Quelle: Detlef Dreessen

Bornhöved. Bereits seit sieben Jahren gibt es guten Rat in verschiedenen Lebenslagen im Alten Amt. Besucher aus dem ganzen Norden des Kreises Segeberg finden dort jetzt noch mehr Anlaufstellen. „Wir freuen uns, dass die Schuldnerberatung der Verbraucherzentrale und die Wohnungsnotlagenberatung der Diakonie jetzt bei uns eingezogen sind“, sagt Marius Neuhaus. Er ist seit dem 1. Januar Koordinator des Familienbüros.
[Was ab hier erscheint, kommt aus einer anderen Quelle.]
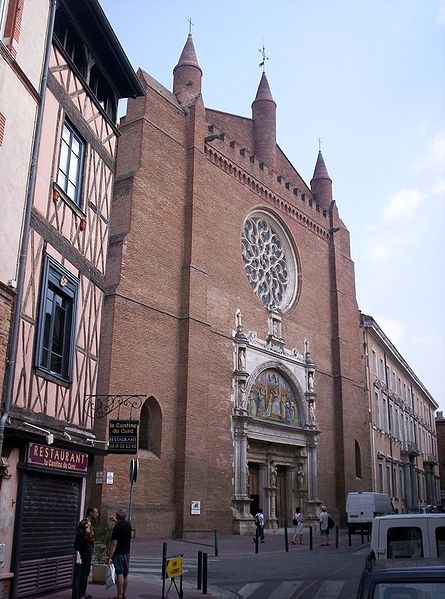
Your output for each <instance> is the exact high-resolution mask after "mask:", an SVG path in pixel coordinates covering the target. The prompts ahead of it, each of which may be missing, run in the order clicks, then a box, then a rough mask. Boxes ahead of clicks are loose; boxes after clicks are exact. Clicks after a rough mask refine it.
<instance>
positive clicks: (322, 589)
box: [314, 580, 345, 599]
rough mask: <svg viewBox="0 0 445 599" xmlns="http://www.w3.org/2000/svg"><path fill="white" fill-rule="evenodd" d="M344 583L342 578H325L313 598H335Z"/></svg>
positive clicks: (323, 598) (343, 580) (338, 592)
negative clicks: (331, 579) (324, 580)
mask: <svg viewBox="0 0 445 599" xmlns="http://www.w3.org/2000/svg"><path fill="white" fill-rule="evenodd" d="M344 584H345V581H344V580H325V581H324V582H323V583H322V585H321V587H320V588H319V589H318V591H317V592H316V594H315V597H314V599H335V598H336V597H338V595H339V594H340V591H341V590H342V588H343V586H344Z"/></svg>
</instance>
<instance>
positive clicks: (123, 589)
mask: <svg viewBox="0 0 445 599" xmlns="http://www.w3.org/2000/svg"><path fill="white" fill-rule="evenodd" d="M126 518H127V515H126V513H125V512H124V511H122V510H119V511H117V512H116V524H115V525H114V528H113V532H112V533H111V546H110V555H109V562H110V563H111V562H112V563H113V565H114V569H115V572H116V585H117V595H116V597H115V598H114V599H126V598H127V586H128V574H129V570H130V545H131V524H130V522H128V520H126Z"/></svg>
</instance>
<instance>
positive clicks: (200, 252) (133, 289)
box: [94, 81, 367, 536]
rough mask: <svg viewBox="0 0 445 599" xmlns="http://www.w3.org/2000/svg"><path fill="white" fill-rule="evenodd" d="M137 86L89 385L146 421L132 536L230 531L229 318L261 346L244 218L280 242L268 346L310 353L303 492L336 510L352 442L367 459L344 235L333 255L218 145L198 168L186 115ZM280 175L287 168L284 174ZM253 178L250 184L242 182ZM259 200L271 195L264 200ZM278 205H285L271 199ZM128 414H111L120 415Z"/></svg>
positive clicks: (251, 173)
mask: <svg viewBox="0 0 445 599" xmlns="http://www.w3.org/2000/svg"><path fill="white" fill-rule="evenodd" d="M146 86H147V96H146V98H145V105H144V106H142V102H141V100H140V99H138V100H136V101H134V105H133V104H132V102H133V101H131V100H130V101H129V113H128V115H127V117H126V119H125V120H124V126H123V127H122V136H121V138H120V140H119V153H118V172H117V183H116V188H115V199H114V204H113V212H112V223H113V225H112V235H114V242H113V246H112V249H111V251H110V254H109V264H108V274H109V278H110V283H111V284H112V285H118V287H117V288H116V291H117V294H116V295H114V294H113V293H111V294H110V295H109V297H108V298H107V307H106V310H105V311H104V314H105V323H104V335H105V336H106V337H107V339H108V340H109V341H110V342H111V350H107V351H108V353H107V359H106V360H102V368H103V371H102V373H101V375H100V380H102V381H104V384H105V381H109V383H108V389H109V392H110V393H130V392H131V393H133V394H134V393H141V394H147V395H149V396H153V397H154V398H155V399H156V400H157V401H158V402H159V405H160V407H161V411H162V451H161V456H160V457H157V456H155V455H154V454H152V453H150V452H147V451H139V453H138V458H139V460H140V472H139V475H138V481H137V484H136V485H135V488H134V492H133V522H134V525H135V526H136V528H137V534H138V535H139V534H144V535H145V534H148V535H151V536H162V535H165V534H166V531H169V530H172V529H178V528H185V529H187V528H191V527H193V528H195V529H197V528H198V529H209V528H211V529H213V528H218V529H219V530H220V531H221V532H225V533H227V532H230V531H231V520H232V512H231V508H230V505H231V500H232V496H233V482H232V477H233V464H232V461H233V444H232V432H231V413H232V405H231V393H232V371H233V363H232V353H233V346H232V340H231V333H232V330H233V329H234V325H235V312H236V310H237V309H240V310H241V313H242V315H243V326H244V329H245V330H246V331H248V330H254V331H256V332H257V333H258V336H259V337H261V338H265V337H266V334H267V313H266V311H265V309H264V308H263V307H262V306H261V305H260V304H259V302H258V300H257V298H256V297H255V296H254V294H253V292H252V290H251V288H250V285H249V282H248V280H247V277H246V274H245V272H244V267H243V261H242V256H241V231H242V227H243V222H244V219H245V218H246V217H247V216H248V214H249V213H250V212H251V211H252V210H255V209H258V208H263V209H266V210H270V211H272V212H273V213H274V214H276V216H277V217H278V218H279V219H280V221H281V222H282V224H283V226H284V227H285V228H286V229H287V230H288V232H289V235H290V236H291V237H292V238H293V239H294V240H295V244H296V245H295V247H296V252H297V253H298V261H299V264H300V270H301V273H300V274H301V280H300V285H301V288H300V295H299V301H298V303H297V304H296V305H295V306H294V307H293V308H292V309H291V310H290V311H289V312H288V313H286V314H285V316H284V319H283V336H284V338H285V342H286V346H287V347H289V348H292V347H299V348H300V349H301V350H302V349H303V343H304V340H305V339H309V341H310V350H311V352H312V356H313V358H314V360H315V361H316V365H317V374H316V391H317V393H318V409H317V419H318V424H319V428H320V430H321V431H322V434H321V435H320V436H319V449H318V457H319V470H318V477H319V496H320V498H321V500H322V501H323V503H326V504H327V505H328V506H329V507H330V510H332V511H334V512H335V510H336V509H337V508H338V509H339V510H340V509H341V507H342V502H344V500H345V488H346V486H349V487H350V486H351V485H352V484H353V479H354V476H355V462H354V455H355V454H354V437H356V438H358V439H359V441H360V443H361V444H362V446H363V448H364V450H365V451H364V454H365V457H366V455H367V454H366V442H367V441H366V439H367V437H366V422H365V413H366V410H365V408H364V394H363V366H362V363H361V357H360V337H359V315H358V310H357V305H356V300H355V288H354V273H353V264H352V262H351V258H350V255H349V237H348V233H347V231H346V229H345V228H344V226H343V227H342V231H341V232H340V234H339V235H338V237H337V239H336V240H335V247H333V246H332V243H331V242H330V239H329V237H328V235H327V229H328V227H329V223H328V221H327V219H326V218H325V217H324V216H323V215H322V214H320V213H319V212H317V211H316V210H315V209H314V208H313V207H311V206H309V205H308V203H307V202H303V201H302V200H301V198H297V197H296V196H294V195H293V194H292V192H291V191H289V192H288V191H287V190H286V188H285V187H284V185H283V184H282V183H280V182H279V181H278V179H277V177H276V175H273V176H272V174H271V172H270V171H269V170H268V169H265V170H262V169H260V168H258V167H257V165H256V164H255V163H252V161H250V160H249V158H246V157H243V156H242V155H241V154H239V153H238V157H237V155H236V152H233V147H232V148H231V147H230V145H229V144H230V140H225V141H223V142H216V143H215V145H214V147H215V150H220V151H221V153H222V154H223V155H224V154H226V155H228V154H230V152H232V153H231V154H230V155H231V160H230V162H231V165H230V168H229V165H228V162H229V161H227V160H213V159H210V157H209V155H206V153H205V152H204V137H205V135H206V134H207V133H208V125H209V123H207V122H206V120H205V112H204V108H203V106H202V104H201V103H200V102H198V103H197V105H196V107H195V108H194V109H191V110H190V111H189V112H187V113H186V112H184V111H183V110H182V109H181V107H180V106H178V105H177V104H175V103H174V101H173V100H172V98H171V96H169V95H168V94H167V93H163V94H161V93H158V91H157V90H156V89H154V88H152V87H150V84H149V83H148V82H147V81H146ZM144 110H145V113H144ZM243 127H244V128H245V123H243ZM234 131H235V130H234ZM235 133H236V131H235ZM243 135H245V130H244V131H243ZM278 156H279V157H280V160H285V159H284V157H283V155H282V154H281V153H279V154H278ZM279 169H280V165H278V166H277V171H279ZM283 169H286V170H287V171H288V172H291V170H292V169H291V168H290V167H289V165H288V164H283ZM240 173H244V176H241V175H240ZM253 176H254V177H255V180H256V181H257V182H258V185H253V184H252V182H251V181H250V182H249V177H253ZM266 188H267V189H269V190H270V191H271V192H273V194H275V199H271V198H272V196H271V195H270V194H269V195H267V196H265V194H264V193H263V191H262V190H263V189H266ZM280 194H281V195H282V197H286V203H284V202H282V201H276V198H277V197H279V196H280ZM284 206H294V208H295V209H294V208H293V209H292V210H288V208H287V207H286V208H285V207H284ZM336 218H337V221H336V223H335V224H341V223H340V221H339V219H338V217H336ZM333 290H336V293H337V298H336V299H338V302H339V304H341V305H340V306H339V305H337V303H336V302H335V301H334V299H335V298H333V296H334V295H335V294H334V291H333ZM113 315H114V317H115V320H114V323H113V324H112V317H113ZM116 315H118V317H117V318H116ZM105 345H106V344H105ZM129 415H130V414H129V412H128V410H127V411H126V410H125V409H122V410H121V411H120V417H122V418H125V417H129ZM112 417H113V416H112ZM351 431H353V435H351ZM129 460H130V456H122V457H117V456H113V457H110V456H109V457H107V458H106V459H105V462H104V469H105V470H107V471H112V472H113V473H114V484H113V485H106V484H104V485H100V486H99V485H97V486H96V488H95V489H94V493H95V497H97V498H98V501H101V503H102V512H106V511H107V510H108V511H109V512H110V513H111V512H113V511H115V509H116V508H117V507H119V505H117V504H118V503H122V502H124V505H125V502H126V501H127V498H128V493H129V480H128V467H129ZM192 499H200V500H201V502H202V515H201V516H191V515H190V501H191V500H192Z"/></svg>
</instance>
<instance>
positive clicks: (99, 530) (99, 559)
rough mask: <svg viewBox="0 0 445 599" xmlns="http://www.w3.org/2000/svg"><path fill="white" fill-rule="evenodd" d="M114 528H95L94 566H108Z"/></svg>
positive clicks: (111, 527)
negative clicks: (111, 539) (112, 530)
mask: <svg viewBox="0 0 445 599" xmlns="http://www.w3.org/2000/svg"><path fill="white" fill-rule="evenodd" d="M112 530H113V528H112V527H110V526H107V525H103V524H102V525H100V526H94V536H95V538H96V540H95V543H94V553H93V564H108V556H109V554H110V553H109V552H110V545H111V531H112Z"/></svg>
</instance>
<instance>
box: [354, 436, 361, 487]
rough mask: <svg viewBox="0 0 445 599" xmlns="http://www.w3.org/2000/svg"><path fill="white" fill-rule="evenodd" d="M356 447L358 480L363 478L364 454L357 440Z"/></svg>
mask: <svg viewBox="0 0 445 599" xmlns="http://www.w3.org/2000/svg"><path fill="white" fill-rule="evenodd" d="M354 445H355V476H356V477H357V478H361V477H362V452H361V450H360V445H359V442H358V441H357V439H355V441H354Z"/></svg>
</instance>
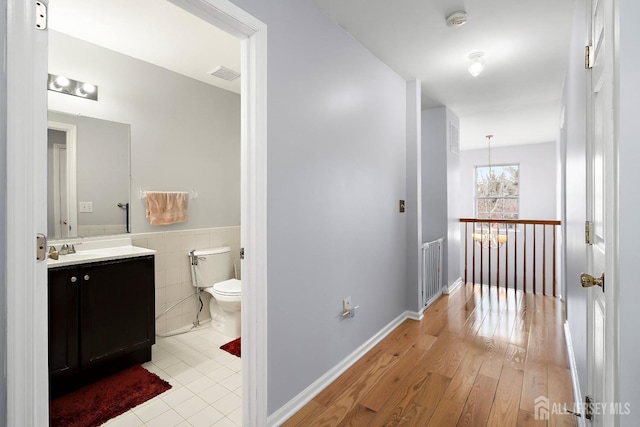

Seit Anfang des Jahres ist der Verein „Therapiehilfe“ Träger der Einrichtung, die 2008 unter Leitung des Diakonischen Werkes eröffnet worden war.

 Ob Stress mit Ehepartner oder Eltern, Suchtprobleme oder finanzielle Sorgen: Wer der richtige Ansprechpartner ist, weiß Kornelia Loepert, als Empfangssekretärin und gute Seele des Hauses. Sie hört sich an, was den Besucher bedrückt und erklärt, wer zur Lösung beitragen könnte.Wenn Hilfe nicht im eigenen Hause angeboten werden kann, verweist sie auch an andere Stellen. „Auf jeden Fall bekommt jeder auf seine Frage einen Antwort“, versichert Neuhaus.

 Das soll schon ein neues Schild am Eingang des Gebäudes zeigen. Darauf verzeichnet sind auch Einrichtungen wie Ergotherapie und Kleiderkammer, die nicht zum Kerngebiet des Familienbüros gehören. „Trotzdem ist ein gemeinsamer Auftritt wichtig, weil es den Nutzern egal ist, welcher Träger hinter den einzelnen Angeboten steckt“, sagt Neuhaus.

 Die Schwelle, sich Hilfe zu holen, sei in den vergangenen Jahren gesunken, hat Neuhaus beobachtet. „Bei jungen Leuten ist es immer normaler. Die Themen sind nicht mehr so schambesetzt.“ Das hat auch Karen Callsen von Pro Familia festgestellt. „In sieben Jahren ist unser Bekanntheitsgrad gewachsen. Die Leute wissen jetzt, dass sie uns hier erreichen. Viel läuft über Mund-zu-Mund-Propaganda. Auch die Besuche der Schule haben dazu beigetragen.“

 Das Angebot hat sich der Nutzung entsprechend erweitert. Die Suchtberater beispielsweise sind nun täglich vor Ort.

 „Das ist eine wichtige Einrichtung“, findet Bornhöveds Bürgermeister Dietrich Schwarz: „Die Bornhöveder lassen sich helfen.“ Die Finanzierung findet größtenteils über Zuwendungsverträge mit dem Kreis Segeberg statt. Aber auch die Gemeinde Bornhöved hilft in Form kostenloser Vermietung an Behördenlotsen, Wohnungsnotlagenberatung und Musikschule. „Und sie tut das gerne“, betont Schwarz.

 Am 19. Juni stellen sich alle Einrichtungen der Beratungsstelle mit einem Tag der offenen Tür vor. Im Rahmen eines Familienfestes informieren die Berater von 14.30 bis 17.30 Uhr über ihr Angebot, dazu gibt es Spiel und Spaß für alle Generationen.